Mr. Grattan, who was not in office when the embezzlement took place, has promised that he will get the money paid back.

Also at last week’s Town Board meeting, the board decided to publish a request for proposal (RFP) for town engineer. Mr. Grattan said he was opposed to looking for a new engineer because he’s happy with the work done by Pat Prendergast, the current engineer.

Mr. Grattan said the town paid Mr. Prendergast $10,000 last year for his services and that he attended every Planning Board meeting. Mr. Prendergast was at the Town Board meeting for this discussion.

“I don’t think we are going to get as good service for the economical price we get,” Mr. Grattan said of Mr. Prendergast.

The three board members who voted in support of the RFP all said it had nothing to do with Mr. Prendergast’s work for the town. “It’s fair and right that we send it out for public review,” said board member Glenn Smith.

“We can say this is what’s out there and this is what we have,” said new board member Deborah Simonsmeier of advertising for the position. And Tim Ooms, also new on the board,  praised Mr. Prendergast. Mr. Ooms said the members were doing what was in the best interests of the people the board represents, which involves looking at other possibilities and costs for the work.

Mr. Prendergast said he has worked with the town for 10 years and asked whether he would need to submit application for the position. Mr. Grattan, who voted again publishing the RFP–board member Pasty Leader abstained–said that Mr. Prendergast would have to apply.

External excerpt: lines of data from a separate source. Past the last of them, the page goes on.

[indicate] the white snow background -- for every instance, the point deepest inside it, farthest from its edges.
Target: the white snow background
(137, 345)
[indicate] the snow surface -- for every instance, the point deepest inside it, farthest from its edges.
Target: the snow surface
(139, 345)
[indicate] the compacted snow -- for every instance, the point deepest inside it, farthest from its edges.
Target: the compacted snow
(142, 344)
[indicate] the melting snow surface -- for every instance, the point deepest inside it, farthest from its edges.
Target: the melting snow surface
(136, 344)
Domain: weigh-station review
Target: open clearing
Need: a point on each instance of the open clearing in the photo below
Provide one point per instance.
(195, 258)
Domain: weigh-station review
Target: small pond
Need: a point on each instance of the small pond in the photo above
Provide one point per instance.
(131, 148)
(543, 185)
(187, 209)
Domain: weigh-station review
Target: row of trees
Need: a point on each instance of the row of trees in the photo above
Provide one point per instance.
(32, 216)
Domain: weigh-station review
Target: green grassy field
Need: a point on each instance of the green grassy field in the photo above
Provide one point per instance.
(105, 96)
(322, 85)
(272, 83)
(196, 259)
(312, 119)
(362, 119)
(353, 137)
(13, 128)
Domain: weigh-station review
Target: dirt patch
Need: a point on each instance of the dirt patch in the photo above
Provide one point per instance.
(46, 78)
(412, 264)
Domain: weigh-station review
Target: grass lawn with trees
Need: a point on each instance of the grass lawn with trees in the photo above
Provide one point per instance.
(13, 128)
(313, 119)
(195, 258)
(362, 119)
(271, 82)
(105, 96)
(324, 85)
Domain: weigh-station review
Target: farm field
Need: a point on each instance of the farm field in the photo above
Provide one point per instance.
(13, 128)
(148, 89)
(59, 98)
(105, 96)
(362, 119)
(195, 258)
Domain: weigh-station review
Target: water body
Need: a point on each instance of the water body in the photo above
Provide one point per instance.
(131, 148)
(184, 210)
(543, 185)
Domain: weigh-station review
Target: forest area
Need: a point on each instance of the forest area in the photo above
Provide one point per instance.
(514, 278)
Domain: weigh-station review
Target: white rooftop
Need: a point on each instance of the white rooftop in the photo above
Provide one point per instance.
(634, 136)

In other business, the town’s codes will now be online at ecode360, a website at www.generalcode.com that is used by other towns, including New Lebanon, to publish their laws and regulations. The codes are easily searchable on the website and former board member Peter Bujanow said that eventually sections can be cut and pasted into building and zoning applications, which will also be online.

“We are working on some big changes,” he told the board of a new website he hopes to launch soon for the town.

Mr. Grattan ended the meeting with a remembrance of two town residents who died this month. Edward Habeck, Sr., 87, who died on February 4, was dedicated to issues in the community, said Mr. Grattan, who added that Mr. Habeck had owned the Toyota dealership and “employed lots of people in this town.”

He also remembered Lillian Roginski, the village tax collector. “She was part of the fabric of this community,” he said. Ms. Roginski died on February 5 at the age of 82.

The board appointed Deidre Curtis as tax collector at a special meeting last week.

The next Town Board meeting will be Monday, March 12 at 7 p.m. at the town hall in Niverville. The board is hosting a joint neighborhood watch meeting with the Village of Valatie Thursday, February 23 at 7 p.m. at Barnwell Nursing home.